Notons que dans l’arrêt Cazes 19 juin 1959, le Conseil d’Etat a admis conformément aux conclusions du commissaire adjoint au gouvernement Brébant, qu’un arrêté ministériel pouvait être publié aux JO afin de satisfaire à l’exigence de publicité de l’acte alors qu’une application stricte du premier article du décret du 5 novembre 1870 ne l’autorise pas.
Ici l’arrêté est publié dans le JO, en accord avec cette jurisprudence, mais ce sont les dates qui posent problème. .
– Les actes administratif autres que les lois et décrets peuvent être publiés dans les recueils administratifs ou dans la presse.(CE 23 mai 1938, Mimerskren)

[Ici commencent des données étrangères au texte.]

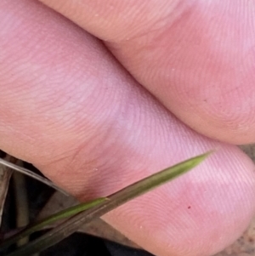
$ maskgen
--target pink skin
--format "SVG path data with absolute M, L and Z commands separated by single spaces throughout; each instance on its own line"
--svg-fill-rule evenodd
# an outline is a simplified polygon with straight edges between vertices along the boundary
M 254 166 L 169 110 L 212 138 L 254 142 L 251 2 L 251 14 L 244 0 L 44 2 L 107 39 L 135 79 L 60 14 L 36 1 L 2 1 L 0 148 L 81 200 L 218 148 L 104 218 L 158 256 L 211 255 L 235 241 L 255 212 Z

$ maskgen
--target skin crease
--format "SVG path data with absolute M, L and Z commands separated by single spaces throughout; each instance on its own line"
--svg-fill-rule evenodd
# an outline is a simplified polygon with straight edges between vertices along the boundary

Cependant dans ce cas, il appartient au juge d’apprécier dans les circonstances de l’espèce si les moyens de publicités utilisés sont suffisants pour rendre l’acte opposable aux tiers. (CE 15 novembre 1978, Vesque). Ce peut être dans un recueil administratif au sein des préfectures ou du départements qui publient les arrêtés préfectoraux. Ce peut être également par un bulletin municipal officiel, par voie d’affichage ou par la publication dans un journal régional.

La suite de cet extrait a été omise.